A data dump of what appears to be the email addresses and passwords of members of the Gates Foundation, World Health Organization (WHO), Center for Disease Control and Prevention (CDC), and a virology center based in Wuhan, China, is circulating within a network of neo-Nazi extremists.
Though people on social media are claiming that this indicates the Gates Foundation was hacked, based on what Motherboard has seen there is nothing to indicate that is the case, nor is there anything to indicate that the passwords are valid, current, or are even credentials to log-in to Gates Foundation or WHO accounts.
The data dump and circulation appears to be an attempt at intimidating several of the leading government and non-governmental groups currently leading the fight against the worldwide coronavirus pandemic, though it's likely many of the emails and passwords are outdated.
Judging specifically from a list of the data obtained by Motherboard, it appears like this may be an aggregation of previously-hacked usernames and passwords that was compiled from previous data breaches of various companies, though Motherboard cannot say for sure at the moment where the list comes from and how it was compiled. Motherboard ran a series of the email addresses through the website haveibeenpwned.com, which compiles data breaches, and found that each of the addresses we tested have previously been part of known data breaches. Many of them were also confirmed by the site to have been circulated in large aggregated lists of usernames and passwords tracked by the site.
If these are from previous data breaches, that means the credentials being traded would be for sites unrelated to their jobs—they would be logins for sites that were hacked, not for any internal WHO or Gates Foundation systems, and would not work unless the people affected were reusing their passwords.
In recent weeks, far-right extremists have become particularly enamoured with sowing disinformation about the COVID-19 pandemic, stoking protests and anti government sentiment in hopes of creating social chaos.
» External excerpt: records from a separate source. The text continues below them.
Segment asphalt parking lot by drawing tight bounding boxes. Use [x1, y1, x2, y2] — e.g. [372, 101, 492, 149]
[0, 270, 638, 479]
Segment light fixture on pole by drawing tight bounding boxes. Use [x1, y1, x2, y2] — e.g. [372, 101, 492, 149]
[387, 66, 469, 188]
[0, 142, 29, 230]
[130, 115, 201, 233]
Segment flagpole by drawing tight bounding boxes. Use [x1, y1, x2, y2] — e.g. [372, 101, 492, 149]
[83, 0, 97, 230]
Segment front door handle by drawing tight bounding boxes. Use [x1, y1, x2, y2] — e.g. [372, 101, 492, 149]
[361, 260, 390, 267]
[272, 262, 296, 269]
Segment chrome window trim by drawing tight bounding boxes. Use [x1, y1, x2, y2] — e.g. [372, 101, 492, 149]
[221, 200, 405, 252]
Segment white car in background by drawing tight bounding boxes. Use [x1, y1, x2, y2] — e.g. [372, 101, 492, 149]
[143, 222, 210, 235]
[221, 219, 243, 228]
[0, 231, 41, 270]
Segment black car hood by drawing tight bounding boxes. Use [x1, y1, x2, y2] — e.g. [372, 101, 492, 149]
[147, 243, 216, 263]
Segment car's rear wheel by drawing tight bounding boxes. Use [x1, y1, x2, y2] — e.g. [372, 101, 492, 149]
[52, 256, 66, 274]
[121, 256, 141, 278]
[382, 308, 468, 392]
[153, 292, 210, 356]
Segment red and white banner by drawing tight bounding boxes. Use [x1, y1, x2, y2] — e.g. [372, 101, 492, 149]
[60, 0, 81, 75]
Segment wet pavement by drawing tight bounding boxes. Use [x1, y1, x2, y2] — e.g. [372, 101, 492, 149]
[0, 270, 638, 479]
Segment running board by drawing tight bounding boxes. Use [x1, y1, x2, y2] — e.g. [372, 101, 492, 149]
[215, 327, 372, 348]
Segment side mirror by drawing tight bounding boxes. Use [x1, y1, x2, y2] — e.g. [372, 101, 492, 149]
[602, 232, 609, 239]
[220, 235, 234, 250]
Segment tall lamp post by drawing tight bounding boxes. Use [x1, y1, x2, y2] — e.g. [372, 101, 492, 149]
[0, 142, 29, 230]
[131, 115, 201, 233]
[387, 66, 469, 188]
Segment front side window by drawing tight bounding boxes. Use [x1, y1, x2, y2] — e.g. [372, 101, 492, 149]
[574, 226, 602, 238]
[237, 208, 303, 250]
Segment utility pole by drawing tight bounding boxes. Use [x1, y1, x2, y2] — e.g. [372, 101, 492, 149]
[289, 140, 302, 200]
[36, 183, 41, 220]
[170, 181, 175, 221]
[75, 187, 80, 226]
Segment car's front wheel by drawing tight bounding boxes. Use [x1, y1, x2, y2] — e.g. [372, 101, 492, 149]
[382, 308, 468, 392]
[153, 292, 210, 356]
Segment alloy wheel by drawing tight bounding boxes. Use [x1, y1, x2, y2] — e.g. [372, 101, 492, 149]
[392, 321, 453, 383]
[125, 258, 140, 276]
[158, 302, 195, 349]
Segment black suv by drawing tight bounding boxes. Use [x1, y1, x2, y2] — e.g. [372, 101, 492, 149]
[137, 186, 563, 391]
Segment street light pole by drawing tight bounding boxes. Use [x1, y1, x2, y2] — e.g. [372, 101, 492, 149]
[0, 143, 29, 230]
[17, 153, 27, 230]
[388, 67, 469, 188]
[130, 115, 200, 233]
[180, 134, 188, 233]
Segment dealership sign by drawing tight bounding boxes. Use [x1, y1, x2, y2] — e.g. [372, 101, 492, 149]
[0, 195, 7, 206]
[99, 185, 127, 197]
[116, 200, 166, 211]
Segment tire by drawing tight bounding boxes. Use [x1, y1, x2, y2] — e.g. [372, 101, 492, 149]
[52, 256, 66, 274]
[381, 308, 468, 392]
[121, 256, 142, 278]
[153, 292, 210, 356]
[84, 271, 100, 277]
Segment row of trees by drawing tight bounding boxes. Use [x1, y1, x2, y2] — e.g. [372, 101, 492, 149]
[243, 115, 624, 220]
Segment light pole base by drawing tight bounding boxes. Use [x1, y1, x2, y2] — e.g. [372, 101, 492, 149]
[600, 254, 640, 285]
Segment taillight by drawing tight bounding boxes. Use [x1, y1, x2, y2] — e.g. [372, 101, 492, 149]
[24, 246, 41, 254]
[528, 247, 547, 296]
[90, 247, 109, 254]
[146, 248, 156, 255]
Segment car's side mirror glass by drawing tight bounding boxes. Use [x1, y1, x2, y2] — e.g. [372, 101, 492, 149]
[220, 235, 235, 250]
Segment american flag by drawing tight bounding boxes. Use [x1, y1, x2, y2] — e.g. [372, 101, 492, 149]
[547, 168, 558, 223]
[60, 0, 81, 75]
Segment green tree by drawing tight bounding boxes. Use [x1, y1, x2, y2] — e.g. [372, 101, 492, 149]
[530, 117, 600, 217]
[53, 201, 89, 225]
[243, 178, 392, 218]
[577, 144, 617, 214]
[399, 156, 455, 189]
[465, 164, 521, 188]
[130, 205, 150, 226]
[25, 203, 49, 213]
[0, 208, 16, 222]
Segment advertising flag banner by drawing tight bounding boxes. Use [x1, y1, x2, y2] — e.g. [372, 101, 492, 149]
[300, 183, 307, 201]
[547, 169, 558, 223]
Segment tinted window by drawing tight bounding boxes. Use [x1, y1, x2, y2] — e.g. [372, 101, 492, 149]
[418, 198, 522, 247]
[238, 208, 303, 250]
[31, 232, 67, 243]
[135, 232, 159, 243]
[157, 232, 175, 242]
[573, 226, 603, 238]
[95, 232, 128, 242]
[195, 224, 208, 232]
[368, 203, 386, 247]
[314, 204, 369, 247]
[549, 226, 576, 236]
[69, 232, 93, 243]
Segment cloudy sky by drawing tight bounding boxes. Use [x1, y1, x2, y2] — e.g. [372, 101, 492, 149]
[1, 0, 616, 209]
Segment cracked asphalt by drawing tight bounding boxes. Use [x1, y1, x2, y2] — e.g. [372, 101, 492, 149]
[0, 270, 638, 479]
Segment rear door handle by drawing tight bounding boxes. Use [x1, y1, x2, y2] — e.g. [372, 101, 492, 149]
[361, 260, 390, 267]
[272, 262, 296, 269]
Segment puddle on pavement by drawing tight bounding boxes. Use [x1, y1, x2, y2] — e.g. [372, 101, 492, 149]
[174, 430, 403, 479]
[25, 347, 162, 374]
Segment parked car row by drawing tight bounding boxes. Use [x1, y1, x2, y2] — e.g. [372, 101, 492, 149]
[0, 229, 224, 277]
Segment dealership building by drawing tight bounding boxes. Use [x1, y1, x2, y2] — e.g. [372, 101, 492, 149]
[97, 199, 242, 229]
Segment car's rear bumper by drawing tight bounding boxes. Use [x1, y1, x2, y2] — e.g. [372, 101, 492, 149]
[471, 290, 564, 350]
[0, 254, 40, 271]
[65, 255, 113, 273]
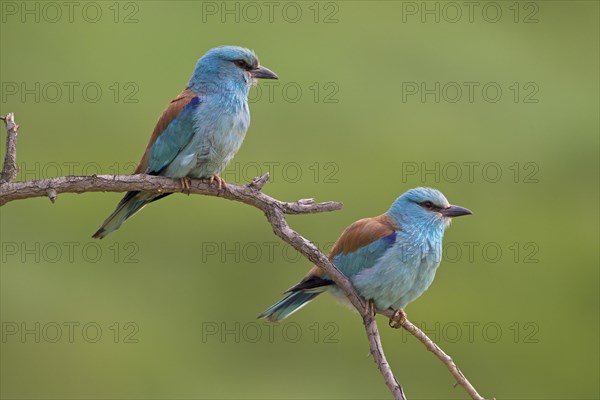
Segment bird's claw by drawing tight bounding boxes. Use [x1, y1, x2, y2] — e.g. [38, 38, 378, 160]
[209, 175, 226, 190]
[389, 308, 407, 329]
[180, 177, 192, 195]
[365, 299, 376, 318]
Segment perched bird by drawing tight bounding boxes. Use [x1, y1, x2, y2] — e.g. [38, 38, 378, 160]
[259, 187, 472, 324]
[93, 46, 278, 239]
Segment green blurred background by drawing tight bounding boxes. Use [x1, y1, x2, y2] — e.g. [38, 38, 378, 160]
[1, 1, 598, 399]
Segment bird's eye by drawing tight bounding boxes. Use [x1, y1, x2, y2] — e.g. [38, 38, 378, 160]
[234, 60, 249, 69]
[422, 201, 434, 209]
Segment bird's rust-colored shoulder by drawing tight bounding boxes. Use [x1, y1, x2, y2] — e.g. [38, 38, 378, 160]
[329, 214, 398, 259]
[134, 88, 198, 174]
[304, 214, 398, 279]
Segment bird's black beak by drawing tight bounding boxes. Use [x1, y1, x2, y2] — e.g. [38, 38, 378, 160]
[251, 65, 278, 79]
[440, 205, 472, 218]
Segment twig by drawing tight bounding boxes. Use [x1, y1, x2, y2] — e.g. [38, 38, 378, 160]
[1, 113, 19, 183]
[400, 320, 485, 400]
[0, 112, 490, 400]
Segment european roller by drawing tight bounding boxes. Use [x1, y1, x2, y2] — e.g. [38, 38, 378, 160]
[93, 46, 278, 239]
[259, 187, 472, 325]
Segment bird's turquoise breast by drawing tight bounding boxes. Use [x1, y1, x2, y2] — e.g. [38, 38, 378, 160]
[351, 228, 444, 310]
[189, 97, 250, 178]
[163, 92, 250, 178]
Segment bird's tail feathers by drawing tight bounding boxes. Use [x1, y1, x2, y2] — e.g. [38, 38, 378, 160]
[258, 291, 321, 322]
[92, 191, 157, 239]
[258, 274, 333, 321]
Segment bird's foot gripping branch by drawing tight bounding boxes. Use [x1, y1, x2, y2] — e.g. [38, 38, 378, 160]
[0, 113, 488, 400]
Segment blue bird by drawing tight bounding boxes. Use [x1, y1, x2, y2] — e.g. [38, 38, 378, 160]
[259, 188, 472, 324]
[93, 46, 278, 239]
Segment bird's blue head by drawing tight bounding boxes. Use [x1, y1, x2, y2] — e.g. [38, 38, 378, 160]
[188, 46, 278, 93]
[387, 187, 472, 231]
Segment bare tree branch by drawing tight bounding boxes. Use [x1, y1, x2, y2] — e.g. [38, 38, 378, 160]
[0, 173, 341, 210]
[0, 113, 489, 400]
[0, 113, 19, 183]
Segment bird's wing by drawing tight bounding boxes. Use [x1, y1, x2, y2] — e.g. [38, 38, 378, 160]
[329, 214, 398, 258]
[134, 88, 201, 175]
[287, 215, 398, 292]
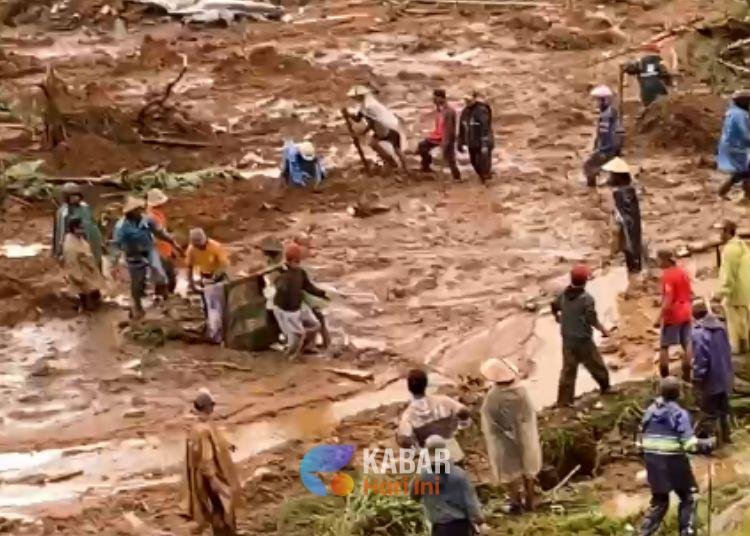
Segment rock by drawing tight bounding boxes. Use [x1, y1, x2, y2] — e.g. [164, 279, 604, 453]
[123, 409, 146, 419]
[391, 286, 407, 299]
[29, 358, 54, 377]
[411, 276, 438, 293]
[131, 395, 147, 407]
[252, 467, 275, 481]
[508, 11, 550, 32]
[543, 25, 590, 50]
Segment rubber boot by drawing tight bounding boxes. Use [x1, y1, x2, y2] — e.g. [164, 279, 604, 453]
[719, 177, 734, 199]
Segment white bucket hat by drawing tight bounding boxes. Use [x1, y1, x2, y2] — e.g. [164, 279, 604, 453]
[602, 157, 631, 174]
[480, 357, 519, 383]
[297, 141, 316, 161]
[122, 196, 145, 214]
[590, 85, 613, 98]
[146, 188, 169, 207]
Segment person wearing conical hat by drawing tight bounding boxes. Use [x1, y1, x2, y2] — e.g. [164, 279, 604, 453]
[345, 85, 409, 172]
[112, 196, 182, 319]
[53, 182, 104, 270]
[603, 157, 643, 281]
[146, 188, 176, 295]
[582, 85, 623, 187]
[280, 140, 326, 187]
[479, 357, 541, 514]
[717, 89, 750, 199]
[622, 42, 671, 108]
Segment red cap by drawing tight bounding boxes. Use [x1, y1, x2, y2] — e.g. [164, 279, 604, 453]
[285, 243, 302, 263]
[570, 264, 591, 285]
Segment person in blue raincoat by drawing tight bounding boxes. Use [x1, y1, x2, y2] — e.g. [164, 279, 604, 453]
[53, 182, 104, 270]
[280, 140, 326, 187]
[583, 85, 623, 188]
[717, 90, 750, 199]
[639, 377, 714, 536]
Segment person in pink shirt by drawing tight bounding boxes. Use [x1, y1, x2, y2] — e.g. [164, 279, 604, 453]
[417, 89, 461, 182]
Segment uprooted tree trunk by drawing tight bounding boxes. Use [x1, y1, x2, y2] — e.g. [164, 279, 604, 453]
[136, 54, 188, 131]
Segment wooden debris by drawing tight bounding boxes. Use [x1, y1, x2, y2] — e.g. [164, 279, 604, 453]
[46, 469, 84, 483]
[325, 367, 375, 382]
[140, 136, 211, 148]
[340, 108, 371, 175]
[136, 54, 188, 128]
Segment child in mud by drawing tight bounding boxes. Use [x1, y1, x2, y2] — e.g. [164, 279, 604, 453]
[551, 264, 612, 407]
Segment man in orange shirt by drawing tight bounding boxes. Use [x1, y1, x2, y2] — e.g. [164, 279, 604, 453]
[657, 249, 694, 382]
[146, 189, 177, 295]
[186, 228, 230, 292]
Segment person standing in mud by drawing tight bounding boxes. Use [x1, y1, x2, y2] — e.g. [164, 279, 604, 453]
[603, 158, 642, 285]
[551, 264, 612, 408]
[479, 358, 541, 514]
[112, 197, 182, 319]
[622, 43, 671, 108]
[397, 368, 472, 461]
[458, 90, 494, 183]
[717, 90, 750, 199]
[692, 299, 733, 446]
[63, 218, 106, 312]
[345, 85, 409, 172]
[53, 182, 104, 270]
[146, 188, 177, 295]
[656, 249, 693, 382]
[181, 390, 242, 536]
[715, 220, 750, 354]
[639, 377, 713, 536]
[582, 85, 623, 188]
[418, 89, 462, 182]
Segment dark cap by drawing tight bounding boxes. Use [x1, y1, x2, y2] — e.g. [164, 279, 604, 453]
[433, 89, 447, 99]
[193, 390, 215, 413]
[660, 376, 681, 401]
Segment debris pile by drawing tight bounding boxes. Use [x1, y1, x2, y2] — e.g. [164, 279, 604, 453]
[637, 92, 724, 153]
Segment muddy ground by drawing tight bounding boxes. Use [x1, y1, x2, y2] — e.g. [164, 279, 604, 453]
[1, 0, 750, 532]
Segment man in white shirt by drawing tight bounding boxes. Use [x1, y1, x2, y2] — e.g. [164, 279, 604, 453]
[346, 85, 409, 171]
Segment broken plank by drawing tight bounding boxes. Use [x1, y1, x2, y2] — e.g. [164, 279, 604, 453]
[325, 367, 375, 382]
[140, 137, 212, 148]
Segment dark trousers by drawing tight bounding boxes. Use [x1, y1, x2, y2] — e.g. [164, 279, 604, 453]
[719, 169, 750, 198]
[699, 391, 731, 444]
[160, 255, 177, 294]
[78, 290, 102, 311]
[419, 139, 461, 181]
[583, 150, 615, 187]
[128, 264, 148, 314]
[468, 146, 492, 182]
[640, 491, 695, 536]
[557, 338, 610, 406]
[432, 519, 474, 536]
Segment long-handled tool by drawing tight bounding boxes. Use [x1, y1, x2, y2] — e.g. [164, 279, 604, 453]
[707, 458, 714, 535]
[341, 108, 371, 175]
[618, 64, 625, 118]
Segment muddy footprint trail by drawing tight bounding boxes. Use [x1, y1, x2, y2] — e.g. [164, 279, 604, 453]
[0, 0, 745, 532]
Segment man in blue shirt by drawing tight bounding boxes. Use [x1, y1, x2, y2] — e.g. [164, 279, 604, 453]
[113, 197, 182, 319]
[717, 90, 750, 199]
[583, 85, 623, 188]
[639, 377, 713, 536]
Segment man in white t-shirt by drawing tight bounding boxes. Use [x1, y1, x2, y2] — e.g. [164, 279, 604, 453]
[346, 85, 409, 171]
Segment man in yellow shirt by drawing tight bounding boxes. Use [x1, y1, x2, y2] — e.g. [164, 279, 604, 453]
[186, 228, 229, 292]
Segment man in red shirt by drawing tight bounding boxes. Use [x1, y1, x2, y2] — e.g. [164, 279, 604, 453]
[657, 249, 693, 381]
[417, 89, 461, 182]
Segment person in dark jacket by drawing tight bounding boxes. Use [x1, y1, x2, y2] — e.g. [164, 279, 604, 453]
[692, 299, 733, 445]
[418, 89, 461, 182]
[603, 158, 643, 283]
[551, 264, 612, 407]
[273, 242, 328, 360]
[639, 377, 713, 536]
[458, 91, 493, 183]
[622, 43, 671, 108]
[410, 435, 485, 536]
[583, 85, 623, 188]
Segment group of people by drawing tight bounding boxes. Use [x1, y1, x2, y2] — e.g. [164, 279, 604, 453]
[282, 85, 495, 187]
Many experts have openly warned that “accelerationists”—followers of violent political doctrine calling for terrorist actions to hasten the collapse of society—have seen an opportunity in the current pandemic to test already weakened governments that are struggling to contain the virus.
Chatter discussing the data dump first appeared on the shitposting site 9chan—one of the many iterations of infamous anonymous posting boards—Monday night, it then spread to various social media platforms.
SITE Intelligence, a private terrorism watchdog based in the U.S., first spotted the data dump and then its migration to a Telegram channel with over 5,000 followers and links to neo-Nazi terrorist organizations Atomwaffen Division and The Base, both of which have been under an extreme, nationwide FBI crackdown in recent months.
“Far-right extremists’ distribution of allegedly hacked data by organizations like WHO and the Gates Foundation is fitting to how they’ve targeted medical organizations and personnel amid the pandemic,” said executive director Rita Katz. “Whether out of accelerationist or conspiratorial-minded motivations, white supremacists and Neo-Nazis have called to vandalize hospitals, intentionally infect medical workers, and beyond.”
Katz explained that the hacked data could lead to continued conspiracy theories proliferating about the pandemic, and the potential for violent actors to act on those fictitious and dangerous theories.
“Far-right communities online have an enormous capacity to disseminate this hacked data, especially as their audience grow amid this pandemic,” Katz said.
Update: This post has been updated to include that the list of emails and passwords is now circulating widely on social media.